We either can work in a context where we inherently assume everyone/everything is trusted to behave (which can be a mistake) or we work as if we always assume no-one/no-thing can be trusted to behave as we would wish. Each time access is needed a user must repeat the steps to establish trust. Halfway scenarios, where some users are trusted and some are not, are increasingly problematical because of the complex interplay of the objectives/policies of multiple data producers with those of data consumers. It becomes easier to establish new trust each time we need to do so.

Consider the analogy of flying. You need a passport/id and a boarding pass to get through the airport and board a specific flight. Just because you did it once, doesn’t make you trusted the next time. It also doesn’t let you access all areas of the airport nor embark on any flight you like. (I wish!).

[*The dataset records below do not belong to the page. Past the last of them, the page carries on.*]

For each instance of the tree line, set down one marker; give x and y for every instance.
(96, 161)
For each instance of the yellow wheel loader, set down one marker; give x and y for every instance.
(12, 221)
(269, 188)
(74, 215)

This ‘zero-trust’ model is becoming the norm in information systems because it’s easier to manage; especially in distributed/decentralized systems when multiple control points and control needs exist (again, think of airports and aeroplanes). With a common general-purpose mechanisms (passport/id and boarding pass) multiple variations of rules/policies can be enforced in different places and according to different needs. A model based on inherent trust only works for a few privileged users and can’t scale well (think VIP/private jets).

A zero-trust model sits well with the remarks of @apodemus requiring:

My question is: What would our boarding pass look like? How can we be inspired by passenger name, destination, flight number, gate, and seat number?

Thinking of the airport analogy further, we can in fact see a clear distinction between passengers (users of the airport) with their boarding passes, and airport staff with their airport id badges and a different set of access rules. Do we also need two kinds of control?

This does not mean all data/information becomes access controlled. Again, an airport allows staff, passengers, and family members on the concourses, departures and arrivals halls with no or only limited control. We more or less have that today with institutional, GBIF and other data portals. Users provide some limited indication of who they are and that they’ll abide by terms and conditions but then they can access/obtain useful data (but generally only data deemed to be of low sensitivity). However, just ticking a box to agree with terms and conditions is no longer sufficient. A proper, accountable record of subsequent transactions must be kept in cases where meeting legal/regulatory, ethical and/or sensitive data obligations applies.

I suspect that it may be similar to the information we as collection managers and curators request when processing a specimen loan - only for data. Who are you? What institution are you affiliated with? What do you need to use the data for? What products are going to be created? We could provide information similar to a specimen loan agreement that would outline how to cite, how to link, etc. A digital key could then be provided to any data that is sensitive and has been obscured. The biggest stumbling block that I see is that most of the data will be freely available so how do we enforce such a system?

The hope is of course that by making the system linkable and transparent that all such transactions would be visible and traceable by all which will hopefully guarantee compliance.